L'article 13 de la loi n° 63-778 du 31 juillet 1963 de finances rectificative pour 1963 (rédaction loi n° 64-1330 du 26 décembre 1964 portant prise en charge et revalorisation de droits et avantages sociaux consentis à des Français ayant résidé en Algérie) dispose en effet que « sous réserve de la subrogation de l'État dans les droits des victimes ou de leurs ayants cause, les personnes de nationalité française, ayant subi en Algérie depuis le 31 octobre 1954 et jusqu'au 29 septembre 1962 des dommages physiques du fait d'attentat ou de tout autre acte de violence en relation avec les évènements survenus sur ce territoire ont, ainsi que leurs ayants cause de nationalité française, droit à pension […] ».

Il était soutenu par une victime étrangère que ces dispositions méconnaissaient le principe d'égalité devant la loi, en ce qu'elles réservent aux personnes de nationalité française ou à leurs ayants cause de nationalité française le bénéfice du droit à pension qu'elles instaurent en faveur des victimes ayant subi en Algérie entre le 31 octobre 1954 et le 29 septembre 1962 des dommages physiques du fait d'attentat ou de tout autre acte de violence survenus sur ce territoire.

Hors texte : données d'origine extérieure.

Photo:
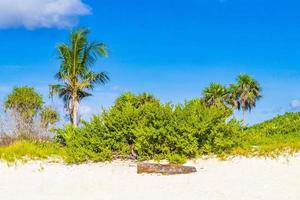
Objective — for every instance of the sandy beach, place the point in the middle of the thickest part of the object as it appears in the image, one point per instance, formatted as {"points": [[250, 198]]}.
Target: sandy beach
{"points": [[237, 178]]}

Par l'article 13 de la loi du 31 juillet 1963, le législateur a donc créé, relève le ConseilCons. constit., 8 févr. 2018, n° 2017-690 QPC, Abdelkader K. un régime d'indemnisation des personnes de nationalité française victimes de dommages physiques subis en Algérie entre le 31 octobre 1954 et le 29 septembre 1962 du fait d'attentat ou de tout autre acte de violence, ainsi que de leurs ayants droit de nationalité française et, concède-t-il, le législateur, poursuivant un objectif de solidarité nationale, a entendu garantir le paiement de rentes aux personnes ayant souffert de préjudices résultant de dommages qui se sont produits sur un territoire français à l'époque.

Mais le législateur ne pouvait, juge le Conseil, « sans méconnaître le principe d'égalité, établir, au regard de l'objet de la loi, une différence de traitement entre les victimes françaises et celles de nationalité étrangère résidant sur le territoire français au moment du dommage qu'elles ont subi ». De même, l'objet de la pension servie à l'ayant droit étant de garantir à celui-ci la compensation de la perte de la pension servie au bénéficiaire décédé, le législateur ne pouvait, non plus, « établir, au regard de cet objet, une différence de traitement entre les ayants droit selon leur nationalité ».

Les mots « de nationalité française » figurant deux fois au premier alinéa de l'article 13 de la loi du 31 juillet 1963 sont donc déclarés contraires à la Constitution avec effet immédiat.

Ce texte qui, à l’origine, ne visaient que « les personnes de nationalité française à la date de promulgation de la présente loi » et « leurs ayants cause de nationalité française à la même date » avait fait déjà l’objet d’une première censureCons. constit., 23 mars 2016, n° 2016-530 QPC, Chérif Y. par la suppression des mots « à la date de promulgation de la présente loi » et « à la même date ». Cette seconde saisine a été l’occasion d’un nettoyage plus en profondeur avec une reconnaissance de toutes les victimes quelle que soit leur nationalité.